In a new study, Vanderbilt pharmacologist Jerod Denton, Ph.D., Ohio State entomologist Peter Piermarini, Ph.D., and colleagues report an experimental molecule that inhibits kidney function in mosquitoes and thus might provide a new way to control the deadliest animal on Earth.
The investigators aim their inhibitor, named VU041, at the mosquito Anopheles gambiae, the leading vector for malaria, and Aedes aegypti, a mosquito that transmits Zika virus and other pathogens. The study appears in the journal Scientific Reports.
Over several decades of exposure, mosquitoes have evolved genetic resistance to various insecticides that attack their nervous system. The new study shows for the first time that inducing kidney failure -- or, more correctly, Malpighian tubule failure -- in mosquitoes can circumvent resistance to conventional insecticides.
"We're essentially preventing mosquitoes from producing urine after they take a blood meal," said Denton, associate professor of Anesthesiology and Pharmacology.
According to Denton, in taking a blood meal mosquitoes can double or even triple their body weight.
Besides providing nutrients, blood meals carry toxic salts; the potassium chloride lurking in red blood cells, if not quickly voided, can depolarize cell membrane potentials and kill straightaway.

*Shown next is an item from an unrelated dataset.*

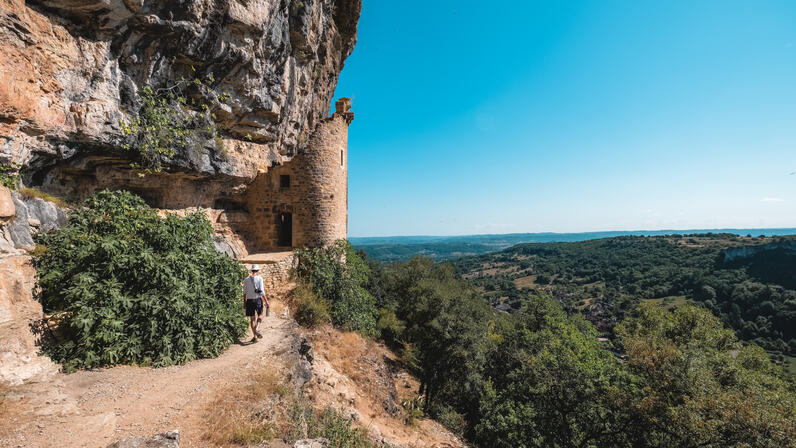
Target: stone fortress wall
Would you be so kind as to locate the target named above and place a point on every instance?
(303, 202)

"So they've evolved a rapid diuretic process to very quickly separate the salt water from all the nutrients that they need for egg development. A lot of people don't realize that mosquitoes have kidneys, and when they take a blood meal from you they also urinate on you almost simultaneously.

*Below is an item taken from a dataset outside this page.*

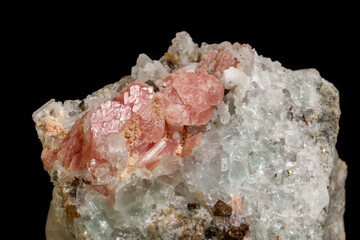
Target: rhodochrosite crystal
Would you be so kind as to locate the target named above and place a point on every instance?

"What our compounds do is stop urine production, so they swell up and can't volume regulate, and in some cases they just pop," he said.
Conventional mosquitocides cause death of males and females at all stages of mosquito development, and in doing so exert considerable selective pressure for the development of genetic resistance.

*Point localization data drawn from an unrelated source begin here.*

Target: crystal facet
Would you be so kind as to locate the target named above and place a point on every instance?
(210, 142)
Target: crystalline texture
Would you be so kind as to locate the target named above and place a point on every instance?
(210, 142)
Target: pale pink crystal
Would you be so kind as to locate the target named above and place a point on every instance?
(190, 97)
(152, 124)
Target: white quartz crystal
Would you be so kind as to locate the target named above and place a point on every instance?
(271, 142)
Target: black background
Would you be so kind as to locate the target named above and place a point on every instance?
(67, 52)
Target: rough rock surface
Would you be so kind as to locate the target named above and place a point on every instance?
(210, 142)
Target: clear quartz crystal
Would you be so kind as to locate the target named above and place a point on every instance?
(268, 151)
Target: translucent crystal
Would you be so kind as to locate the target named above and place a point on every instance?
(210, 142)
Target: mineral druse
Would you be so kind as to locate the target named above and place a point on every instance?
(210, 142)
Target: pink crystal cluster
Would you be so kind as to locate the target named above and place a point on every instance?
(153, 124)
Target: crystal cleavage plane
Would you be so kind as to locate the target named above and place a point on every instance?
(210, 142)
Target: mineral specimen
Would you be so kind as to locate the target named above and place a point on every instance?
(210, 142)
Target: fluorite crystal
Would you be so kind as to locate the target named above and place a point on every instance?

"By targeting blood feeding female mosquitoes, we predict that there will be less selective pressure for the emergence of resistant mutations," Denton said.
The investigators show VU041 to be effective when applied topically, which indicates that it potentially could be adapted as a sprayed insecticide. They also show that it doesn't harm honeybees.
Arrangements are underway to test VU041 in a spray formulation. If that's successful, additional safety testing would be needed before deciding about commercial development, Denton said.
Denton and Piermarini are joined in the study by former Vanderbilt research fellow Daniel Swale, Ph.D., now a faculty member at Louisiana State University, and colleagues from Ohio State, Vanderbilt, the University of Florida and the University of Nebraska Medical Center.
Other Vanderbilt participants in the study include Darren Engers, Ph.D., Sean Bollinger and Emily Days.
The study was funded in part by a grant (DK082884) from the National Institutes of Health.